И вот тогда, в полутьме, я вдруг разглядел ее… И понял: она — сфинкс. Из той же породы, что и Гарбо. Нет, они совсем не похожи внешне. Пожалуй, из всех знаменитых актрис Софья больше всего напоминает Вивьен Ли. Лицом, по крайней мере. Фигурка у Вивьен получше будет. Но глаза у Софьи — точно как у Гарбо. Такие же холодные, безразличные — и ускользающие. Ее усталая улыбка… Она улыбнулась мне только из вежливости. Но это была именно та улыбка, которой Гарбо-Каренина улыбнулась Вронскому на вокзале! Улыбка сфинкса, вселившегося в женское тело.
По-моему, для меня это была любовь с первого взгляда. А если не любовь — то глубочайшая заинтересованность. Правда, первый взгляд случился не при первой встрече, но, видимо, бывает и так. Уже на следующий день я ждал ее с нетерпением. Сначала мне просто хотелось рассмотреть ее при свете дня, убедиться, что это был не морок, не наваждение, не зрительный обман…

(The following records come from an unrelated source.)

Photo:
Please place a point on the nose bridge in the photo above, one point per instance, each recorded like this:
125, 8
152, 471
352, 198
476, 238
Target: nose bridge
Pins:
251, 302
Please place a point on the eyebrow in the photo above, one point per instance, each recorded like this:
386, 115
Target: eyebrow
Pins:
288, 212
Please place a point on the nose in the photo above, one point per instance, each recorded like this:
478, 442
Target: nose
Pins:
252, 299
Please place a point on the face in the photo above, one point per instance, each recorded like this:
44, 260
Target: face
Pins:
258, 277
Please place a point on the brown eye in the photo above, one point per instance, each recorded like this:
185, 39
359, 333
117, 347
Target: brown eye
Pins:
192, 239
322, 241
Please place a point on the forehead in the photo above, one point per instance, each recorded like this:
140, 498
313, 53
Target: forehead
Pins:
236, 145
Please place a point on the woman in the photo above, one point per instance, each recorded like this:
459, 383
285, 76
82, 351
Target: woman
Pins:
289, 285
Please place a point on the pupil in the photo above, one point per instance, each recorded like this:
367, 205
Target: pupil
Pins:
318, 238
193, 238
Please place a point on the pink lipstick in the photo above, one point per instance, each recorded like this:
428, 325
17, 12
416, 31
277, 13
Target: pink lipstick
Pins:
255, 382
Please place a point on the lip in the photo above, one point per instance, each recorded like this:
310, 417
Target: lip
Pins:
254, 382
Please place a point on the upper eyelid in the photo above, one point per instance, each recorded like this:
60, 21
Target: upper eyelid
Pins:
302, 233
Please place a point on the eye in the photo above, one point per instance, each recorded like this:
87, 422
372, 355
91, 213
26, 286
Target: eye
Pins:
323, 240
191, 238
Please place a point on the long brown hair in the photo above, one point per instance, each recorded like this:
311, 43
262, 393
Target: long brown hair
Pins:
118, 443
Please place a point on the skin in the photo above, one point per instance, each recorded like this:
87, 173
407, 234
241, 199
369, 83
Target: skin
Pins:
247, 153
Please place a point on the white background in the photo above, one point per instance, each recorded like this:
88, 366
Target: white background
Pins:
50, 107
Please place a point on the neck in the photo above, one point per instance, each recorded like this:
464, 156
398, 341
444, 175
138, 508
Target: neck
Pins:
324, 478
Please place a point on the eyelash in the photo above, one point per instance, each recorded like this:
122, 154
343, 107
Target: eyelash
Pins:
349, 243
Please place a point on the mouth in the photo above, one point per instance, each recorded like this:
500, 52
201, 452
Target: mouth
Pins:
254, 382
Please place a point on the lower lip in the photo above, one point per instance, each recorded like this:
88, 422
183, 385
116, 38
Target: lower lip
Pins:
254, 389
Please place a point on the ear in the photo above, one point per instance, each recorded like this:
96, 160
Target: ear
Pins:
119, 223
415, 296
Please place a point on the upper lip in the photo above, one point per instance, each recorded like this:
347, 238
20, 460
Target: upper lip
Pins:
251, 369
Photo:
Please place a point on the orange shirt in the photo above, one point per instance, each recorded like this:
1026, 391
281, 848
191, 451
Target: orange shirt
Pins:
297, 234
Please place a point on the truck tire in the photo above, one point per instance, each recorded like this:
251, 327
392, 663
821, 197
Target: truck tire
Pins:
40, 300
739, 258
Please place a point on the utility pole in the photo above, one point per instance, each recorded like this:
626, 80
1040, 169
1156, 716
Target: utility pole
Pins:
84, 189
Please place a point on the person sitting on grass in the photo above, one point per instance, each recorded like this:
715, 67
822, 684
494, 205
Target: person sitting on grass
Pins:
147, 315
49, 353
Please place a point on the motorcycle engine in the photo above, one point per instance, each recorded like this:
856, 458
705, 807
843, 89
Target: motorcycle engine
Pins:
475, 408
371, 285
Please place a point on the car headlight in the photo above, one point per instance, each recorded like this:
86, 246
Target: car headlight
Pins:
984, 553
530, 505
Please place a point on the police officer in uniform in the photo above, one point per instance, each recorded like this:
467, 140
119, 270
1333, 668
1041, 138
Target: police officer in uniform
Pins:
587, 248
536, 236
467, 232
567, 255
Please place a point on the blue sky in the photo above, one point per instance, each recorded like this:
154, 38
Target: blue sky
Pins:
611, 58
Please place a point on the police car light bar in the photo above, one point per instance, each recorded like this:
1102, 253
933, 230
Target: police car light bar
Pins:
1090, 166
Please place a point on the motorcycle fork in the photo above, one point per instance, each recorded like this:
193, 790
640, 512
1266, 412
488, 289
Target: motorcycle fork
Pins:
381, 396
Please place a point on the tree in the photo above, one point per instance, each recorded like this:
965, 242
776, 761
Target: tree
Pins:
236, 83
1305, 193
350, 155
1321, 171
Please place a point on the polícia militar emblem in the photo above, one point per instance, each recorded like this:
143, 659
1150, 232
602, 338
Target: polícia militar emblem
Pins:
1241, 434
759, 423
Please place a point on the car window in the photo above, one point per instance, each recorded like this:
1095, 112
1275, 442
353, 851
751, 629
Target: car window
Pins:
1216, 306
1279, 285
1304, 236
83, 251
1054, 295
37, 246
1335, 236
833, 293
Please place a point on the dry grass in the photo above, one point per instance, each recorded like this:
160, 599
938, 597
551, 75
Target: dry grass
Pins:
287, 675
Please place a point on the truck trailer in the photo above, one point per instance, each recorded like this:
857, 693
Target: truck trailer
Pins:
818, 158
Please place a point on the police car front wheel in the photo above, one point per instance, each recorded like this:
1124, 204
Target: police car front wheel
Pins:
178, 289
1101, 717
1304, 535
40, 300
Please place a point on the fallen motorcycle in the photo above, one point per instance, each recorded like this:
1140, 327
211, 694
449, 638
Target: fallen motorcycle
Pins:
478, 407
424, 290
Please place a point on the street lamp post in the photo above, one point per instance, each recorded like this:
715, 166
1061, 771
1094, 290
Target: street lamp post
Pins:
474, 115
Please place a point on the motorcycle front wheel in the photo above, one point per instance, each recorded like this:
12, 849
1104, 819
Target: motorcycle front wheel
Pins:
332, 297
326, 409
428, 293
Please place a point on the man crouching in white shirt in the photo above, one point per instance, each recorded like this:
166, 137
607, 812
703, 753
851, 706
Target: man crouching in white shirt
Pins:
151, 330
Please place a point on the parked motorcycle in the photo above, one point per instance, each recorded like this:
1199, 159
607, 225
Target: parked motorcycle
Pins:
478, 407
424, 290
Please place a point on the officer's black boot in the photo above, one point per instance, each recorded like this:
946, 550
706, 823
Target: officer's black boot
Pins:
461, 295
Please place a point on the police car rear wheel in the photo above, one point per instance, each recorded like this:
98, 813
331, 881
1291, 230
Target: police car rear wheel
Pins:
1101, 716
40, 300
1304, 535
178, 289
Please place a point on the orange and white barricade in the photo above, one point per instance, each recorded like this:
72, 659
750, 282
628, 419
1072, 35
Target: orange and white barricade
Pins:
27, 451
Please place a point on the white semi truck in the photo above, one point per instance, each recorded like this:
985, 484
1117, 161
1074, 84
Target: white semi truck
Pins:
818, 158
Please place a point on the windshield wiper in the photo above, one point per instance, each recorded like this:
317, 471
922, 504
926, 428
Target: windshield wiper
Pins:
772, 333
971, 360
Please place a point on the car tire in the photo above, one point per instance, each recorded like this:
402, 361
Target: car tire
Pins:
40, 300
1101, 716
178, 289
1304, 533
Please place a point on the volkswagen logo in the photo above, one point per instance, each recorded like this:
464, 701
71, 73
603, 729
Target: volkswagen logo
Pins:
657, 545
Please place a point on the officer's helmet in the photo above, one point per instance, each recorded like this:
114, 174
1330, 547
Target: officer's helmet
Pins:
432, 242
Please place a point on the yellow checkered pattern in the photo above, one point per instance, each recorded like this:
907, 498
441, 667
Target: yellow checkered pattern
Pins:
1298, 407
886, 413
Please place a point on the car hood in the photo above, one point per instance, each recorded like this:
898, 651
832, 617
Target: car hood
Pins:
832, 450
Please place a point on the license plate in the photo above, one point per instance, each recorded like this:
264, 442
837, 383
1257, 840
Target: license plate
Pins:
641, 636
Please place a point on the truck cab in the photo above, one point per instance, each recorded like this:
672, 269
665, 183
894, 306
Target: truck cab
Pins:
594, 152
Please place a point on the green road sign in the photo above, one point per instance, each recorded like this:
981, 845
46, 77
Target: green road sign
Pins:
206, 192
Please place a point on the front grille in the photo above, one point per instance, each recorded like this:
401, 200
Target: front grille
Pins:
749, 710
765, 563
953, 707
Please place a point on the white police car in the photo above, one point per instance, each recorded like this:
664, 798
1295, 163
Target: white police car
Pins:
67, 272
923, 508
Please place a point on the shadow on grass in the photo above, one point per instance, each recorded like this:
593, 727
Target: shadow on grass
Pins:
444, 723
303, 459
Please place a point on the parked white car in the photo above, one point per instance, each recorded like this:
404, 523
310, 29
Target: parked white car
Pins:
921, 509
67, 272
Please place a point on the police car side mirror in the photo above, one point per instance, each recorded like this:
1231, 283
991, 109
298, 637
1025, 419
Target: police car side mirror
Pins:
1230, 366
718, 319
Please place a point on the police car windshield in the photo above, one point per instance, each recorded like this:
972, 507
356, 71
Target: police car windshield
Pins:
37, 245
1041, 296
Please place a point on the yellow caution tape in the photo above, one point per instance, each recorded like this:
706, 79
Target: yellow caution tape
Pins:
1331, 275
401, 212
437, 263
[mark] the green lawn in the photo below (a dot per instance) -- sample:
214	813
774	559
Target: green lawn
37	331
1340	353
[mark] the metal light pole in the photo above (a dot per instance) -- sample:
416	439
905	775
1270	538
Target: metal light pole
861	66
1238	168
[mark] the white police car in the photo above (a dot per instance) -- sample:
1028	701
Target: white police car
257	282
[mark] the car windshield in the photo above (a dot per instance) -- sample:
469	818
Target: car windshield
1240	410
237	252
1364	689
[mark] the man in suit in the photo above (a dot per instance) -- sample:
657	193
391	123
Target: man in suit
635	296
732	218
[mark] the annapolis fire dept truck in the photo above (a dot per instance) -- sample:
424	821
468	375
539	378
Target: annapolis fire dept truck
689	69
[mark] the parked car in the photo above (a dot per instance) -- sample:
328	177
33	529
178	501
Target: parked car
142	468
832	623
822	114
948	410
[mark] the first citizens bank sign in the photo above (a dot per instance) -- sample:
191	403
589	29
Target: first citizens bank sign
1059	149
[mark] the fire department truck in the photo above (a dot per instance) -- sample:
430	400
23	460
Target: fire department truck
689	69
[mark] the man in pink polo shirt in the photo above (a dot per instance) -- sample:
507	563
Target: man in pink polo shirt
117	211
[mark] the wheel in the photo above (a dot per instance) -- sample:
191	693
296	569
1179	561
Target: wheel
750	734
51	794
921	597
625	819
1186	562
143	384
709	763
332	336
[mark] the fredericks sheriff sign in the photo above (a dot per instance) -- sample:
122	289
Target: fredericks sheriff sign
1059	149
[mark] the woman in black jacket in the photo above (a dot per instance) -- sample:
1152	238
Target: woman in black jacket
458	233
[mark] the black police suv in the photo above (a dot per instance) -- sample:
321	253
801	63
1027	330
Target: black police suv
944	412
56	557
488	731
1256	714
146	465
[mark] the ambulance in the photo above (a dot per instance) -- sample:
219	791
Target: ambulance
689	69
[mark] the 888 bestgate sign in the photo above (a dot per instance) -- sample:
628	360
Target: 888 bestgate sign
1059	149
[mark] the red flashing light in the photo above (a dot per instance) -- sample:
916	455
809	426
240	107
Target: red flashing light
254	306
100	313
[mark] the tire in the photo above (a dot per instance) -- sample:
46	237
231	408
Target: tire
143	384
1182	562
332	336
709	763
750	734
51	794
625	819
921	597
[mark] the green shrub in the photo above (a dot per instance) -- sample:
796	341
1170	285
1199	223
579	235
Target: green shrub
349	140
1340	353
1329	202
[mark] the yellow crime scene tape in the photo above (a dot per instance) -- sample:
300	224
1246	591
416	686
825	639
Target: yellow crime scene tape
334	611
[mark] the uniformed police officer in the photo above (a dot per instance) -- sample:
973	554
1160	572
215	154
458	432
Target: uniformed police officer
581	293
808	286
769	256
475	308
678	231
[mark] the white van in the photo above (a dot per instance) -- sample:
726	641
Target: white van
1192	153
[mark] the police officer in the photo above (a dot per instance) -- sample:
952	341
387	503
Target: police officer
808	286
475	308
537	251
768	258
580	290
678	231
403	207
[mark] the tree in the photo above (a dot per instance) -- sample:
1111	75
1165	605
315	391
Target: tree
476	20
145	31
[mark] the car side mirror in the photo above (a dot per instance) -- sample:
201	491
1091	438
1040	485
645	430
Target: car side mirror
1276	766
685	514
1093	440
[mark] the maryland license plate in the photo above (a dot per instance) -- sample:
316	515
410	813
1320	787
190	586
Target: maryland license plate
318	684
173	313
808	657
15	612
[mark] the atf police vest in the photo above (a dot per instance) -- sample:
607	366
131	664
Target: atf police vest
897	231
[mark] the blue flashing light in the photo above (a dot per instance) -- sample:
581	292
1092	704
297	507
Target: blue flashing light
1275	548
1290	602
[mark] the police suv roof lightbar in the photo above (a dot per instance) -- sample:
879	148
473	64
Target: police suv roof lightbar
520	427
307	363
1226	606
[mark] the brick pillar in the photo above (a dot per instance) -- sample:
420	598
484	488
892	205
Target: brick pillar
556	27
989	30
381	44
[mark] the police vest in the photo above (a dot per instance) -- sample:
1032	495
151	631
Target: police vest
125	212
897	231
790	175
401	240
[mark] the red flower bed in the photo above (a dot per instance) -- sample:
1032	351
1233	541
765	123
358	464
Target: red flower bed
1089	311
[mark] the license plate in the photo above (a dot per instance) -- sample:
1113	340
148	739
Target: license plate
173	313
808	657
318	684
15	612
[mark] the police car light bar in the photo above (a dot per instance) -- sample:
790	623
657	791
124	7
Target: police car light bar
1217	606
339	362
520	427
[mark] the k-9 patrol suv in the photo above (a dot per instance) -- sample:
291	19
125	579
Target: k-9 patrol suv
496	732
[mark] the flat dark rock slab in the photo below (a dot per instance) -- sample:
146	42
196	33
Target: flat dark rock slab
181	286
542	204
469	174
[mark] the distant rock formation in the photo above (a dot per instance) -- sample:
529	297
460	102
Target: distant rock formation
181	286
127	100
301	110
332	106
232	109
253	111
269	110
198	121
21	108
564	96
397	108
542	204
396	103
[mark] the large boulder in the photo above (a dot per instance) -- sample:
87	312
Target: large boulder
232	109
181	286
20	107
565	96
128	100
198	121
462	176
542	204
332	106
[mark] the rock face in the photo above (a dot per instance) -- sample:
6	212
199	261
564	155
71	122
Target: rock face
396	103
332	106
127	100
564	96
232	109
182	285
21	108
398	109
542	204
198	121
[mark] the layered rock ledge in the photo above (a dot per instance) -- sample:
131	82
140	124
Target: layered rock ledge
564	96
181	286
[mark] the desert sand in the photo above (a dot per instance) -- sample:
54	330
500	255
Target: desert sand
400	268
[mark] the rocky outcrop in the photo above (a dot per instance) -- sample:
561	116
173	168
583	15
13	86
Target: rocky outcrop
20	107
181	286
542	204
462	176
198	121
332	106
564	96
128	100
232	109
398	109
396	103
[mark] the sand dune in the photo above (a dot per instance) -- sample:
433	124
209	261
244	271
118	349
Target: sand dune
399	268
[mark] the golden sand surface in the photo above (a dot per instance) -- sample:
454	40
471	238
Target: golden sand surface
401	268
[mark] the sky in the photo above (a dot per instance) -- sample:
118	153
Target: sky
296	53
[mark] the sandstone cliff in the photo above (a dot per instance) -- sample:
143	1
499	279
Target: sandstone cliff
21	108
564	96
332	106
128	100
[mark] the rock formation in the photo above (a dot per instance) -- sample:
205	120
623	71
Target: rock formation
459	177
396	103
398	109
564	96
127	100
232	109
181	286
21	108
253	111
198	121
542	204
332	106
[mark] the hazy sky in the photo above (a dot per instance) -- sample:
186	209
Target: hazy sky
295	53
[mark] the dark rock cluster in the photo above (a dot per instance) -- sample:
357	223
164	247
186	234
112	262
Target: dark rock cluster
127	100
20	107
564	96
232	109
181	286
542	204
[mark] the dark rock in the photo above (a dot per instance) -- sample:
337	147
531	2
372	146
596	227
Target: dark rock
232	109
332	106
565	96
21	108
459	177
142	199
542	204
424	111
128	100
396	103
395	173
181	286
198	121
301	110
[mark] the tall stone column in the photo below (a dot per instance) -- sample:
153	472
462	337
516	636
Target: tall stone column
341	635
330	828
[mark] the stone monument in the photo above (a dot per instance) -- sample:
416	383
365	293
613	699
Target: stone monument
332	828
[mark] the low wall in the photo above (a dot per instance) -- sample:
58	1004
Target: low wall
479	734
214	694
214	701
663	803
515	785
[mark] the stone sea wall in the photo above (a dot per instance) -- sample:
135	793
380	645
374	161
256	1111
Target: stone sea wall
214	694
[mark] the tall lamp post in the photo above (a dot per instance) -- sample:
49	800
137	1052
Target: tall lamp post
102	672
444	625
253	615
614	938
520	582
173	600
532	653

Потом мне хотелось ее разговорить. Понять, какая она — внутри. Очень часто бывает, что молчаливые, замкнутые люди производят впечатление умных. Так и кажется, что перед тобой плотно закрытая раковина, внутри которой — драгоценнейшая жемчужина, и ты готов пойти на все, чтобы раковину открыть и жемчужину — извлечь… А оказывается — раковина пуста! Внутри — только песок и морская вода.